Hollywood, California, 1941. It’s smack in the middle of the Golden Age of Hollywood, on the Sunset Strip in sunny Los Angeles. One day, in his friend Jack Morgan’s Hollywood bar, the Cock’n Bull, successful importer John G. Martin was in the mood to complain. He’d purchased a then-unknown vodka distillery (a little company called Smirnoff), and he was lamenting his inability to unload the vodka. It just wasn’t selling, he said.

Still smarting from Prohibition, Americans were dearly devoted to their beer and whiskey. Vodka? Not so much.

Morgan, it turned out, was having the same issue trying to sell his ginger beer.
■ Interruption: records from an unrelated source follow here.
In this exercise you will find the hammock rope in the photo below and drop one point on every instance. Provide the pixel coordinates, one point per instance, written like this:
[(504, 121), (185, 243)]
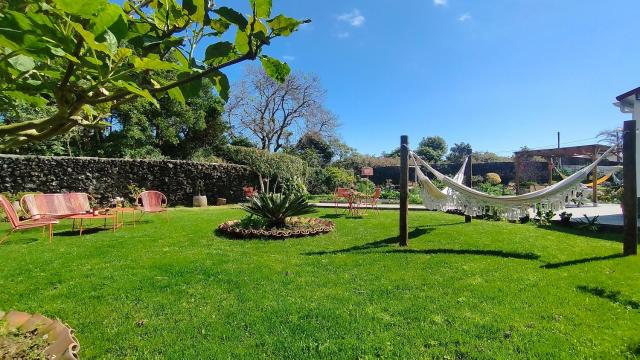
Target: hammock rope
[(513, 207)]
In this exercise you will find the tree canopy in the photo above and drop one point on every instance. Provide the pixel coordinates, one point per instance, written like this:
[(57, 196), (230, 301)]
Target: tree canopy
[(432, 148), (459, 152), (83, 58)]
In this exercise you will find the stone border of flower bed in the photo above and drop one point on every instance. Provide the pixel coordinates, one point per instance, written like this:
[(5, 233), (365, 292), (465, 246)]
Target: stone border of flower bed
[(62, 343), (318, 226)]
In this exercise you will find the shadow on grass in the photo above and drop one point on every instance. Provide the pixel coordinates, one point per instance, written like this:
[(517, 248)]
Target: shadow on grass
[(495, 253), (605, 232), (85, 231), (14, 240), (613, 296), (581, 261), (417, 232)]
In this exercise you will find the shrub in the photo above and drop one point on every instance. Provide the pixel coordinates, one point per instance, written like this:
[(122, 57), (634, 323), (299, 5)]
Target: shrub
[(274, 209), (325, 181), (493, 178)]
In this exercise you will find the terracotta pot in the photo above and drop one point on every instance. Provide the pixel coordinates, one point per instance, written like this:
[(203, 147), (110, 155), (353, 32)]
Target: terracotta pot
[(62, 342)]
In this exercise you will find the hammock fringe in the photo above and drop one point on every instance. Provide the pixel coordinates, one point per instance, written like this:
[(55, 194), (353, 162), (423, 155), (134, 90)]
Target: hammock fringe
[(514, 207)]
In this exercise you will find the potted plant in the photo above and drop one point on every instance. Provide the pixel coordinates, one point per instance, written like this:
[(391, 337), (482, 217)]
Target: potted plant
[(199, 200)]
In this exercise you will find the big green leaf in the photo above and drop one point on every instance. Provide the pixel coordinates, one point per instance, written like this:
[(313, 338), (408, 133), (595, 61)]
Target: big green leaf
[(133, 88), (233, 17), (276, 69), (263, 8), (284, 26), (176, 94), (22, 62), (90, 39), (83, 8), (221, 83), (219, 53), (197, 9), (154, 64), (107, 18), (242, 42)]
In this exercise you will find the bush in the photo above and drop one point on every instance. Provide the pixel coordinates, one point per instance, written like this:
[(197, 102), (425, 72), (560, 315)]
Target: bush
[(274, 209), (276, 170), (493, 178)]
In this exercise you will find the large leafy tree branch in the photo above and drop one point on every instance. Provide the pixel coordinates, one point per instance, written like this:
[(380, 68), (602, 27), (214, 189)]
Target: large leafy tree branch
[(85, 57)]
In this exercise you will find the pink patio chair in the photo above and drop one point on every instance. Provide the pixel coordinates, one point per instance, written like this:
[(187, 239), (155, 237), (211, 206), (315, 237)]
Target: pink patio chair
[(17, 225), (152, 202)]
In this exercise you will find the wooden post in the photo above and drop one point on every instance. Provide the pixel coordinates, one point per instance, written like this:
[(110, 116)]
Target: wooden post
[(404, 190), (468, 173), (630, 201), (517, 165), (594, 196)]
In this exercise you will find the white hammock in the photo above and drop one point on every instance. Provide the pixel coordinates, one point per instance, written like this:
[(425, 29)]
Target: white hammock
[(434, 198), (474, 202)]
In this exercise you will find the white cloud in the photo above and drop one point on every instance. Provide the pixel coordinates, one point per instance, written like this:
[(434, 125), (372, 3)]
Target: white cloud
[(353, 18), (464, 17)]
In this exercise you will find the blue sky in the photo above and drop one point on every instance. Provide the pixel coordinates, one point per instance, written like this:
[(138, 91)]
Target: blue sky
[(498, 74)]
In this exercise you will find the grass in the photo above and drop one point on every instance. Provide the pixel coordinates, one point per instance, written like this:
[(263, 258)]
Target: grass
[(460, 291)]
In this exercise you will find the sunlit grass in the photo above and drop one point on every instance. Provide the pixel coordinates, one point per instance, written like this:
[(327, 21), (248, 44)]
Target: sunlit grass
[(481, 290)]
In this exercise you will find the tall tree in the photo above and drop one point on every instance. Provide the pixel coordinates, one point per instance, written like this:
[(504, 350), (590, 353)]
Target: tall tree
[(84, 57), (313, 146), (274, 113), (432, 148), (459, 152)]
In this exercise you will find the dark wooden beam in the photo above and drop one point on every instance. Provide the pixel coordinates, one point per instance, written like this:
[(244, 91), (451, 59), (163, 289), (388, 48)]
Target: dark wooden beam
[(630, 201), (594, 194), (517, 164), (404, 190)]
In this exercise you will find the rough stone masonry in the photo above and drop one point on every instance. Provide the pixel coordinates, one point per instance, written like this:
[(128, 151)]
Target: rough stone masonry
[(106, 179)]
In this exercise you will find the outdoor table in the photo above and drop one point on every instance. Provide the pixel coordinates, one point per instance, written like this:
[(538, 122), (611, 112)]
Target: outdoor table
[(120, 215)]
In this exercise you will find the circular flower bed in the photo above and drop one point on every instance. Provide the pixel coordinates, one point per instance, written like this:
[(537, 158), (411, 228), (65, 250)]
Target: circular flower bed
[(296, 227), (28, 336)]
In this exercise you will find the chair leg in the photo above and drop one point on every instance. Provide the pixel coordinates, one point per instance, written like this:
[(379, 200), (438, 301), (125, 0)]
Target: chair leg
[(6, 236)]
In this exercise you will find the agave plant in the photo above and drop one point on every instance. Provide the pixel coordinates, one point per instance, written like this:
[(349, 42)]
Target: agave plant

Over hours of drinks, the two came up with a strategy: combine their beverages and sell it as one cocktail.

But what about the distinctive Moscow Mule copper mug the cocktail would become famous for?

That’s where the woman comes in.

Depending on which story you’re telling, it’s either Morgan’s girlfriend, Osalene Schmitt, whose family owned a copper mine, or Sophie Berenzinski, a Russian woman who had traveled to America expressly to offload the two thousand copper mugs her father’s copper factory had manufactured and couldn’t sell.

Each story ends the same, inside the smoky Cock’n Bull pub. Three people, three different problems, one solution: the dawn of a new cocktail that would incorporate all three elements: ginger beer, vodka, and the copper mug.

And the Moscow Mule was born. 

Not Just Moscow

Although the Moscow is the traditional mule, variations on the cocktail are endless. The base of the drink remains the same: lime and ginger beer. Creative bartenders substitute vodka with the spirit of their choice. From rum to tequila to gin to bourbon, a mule can be crafted to suit every taste.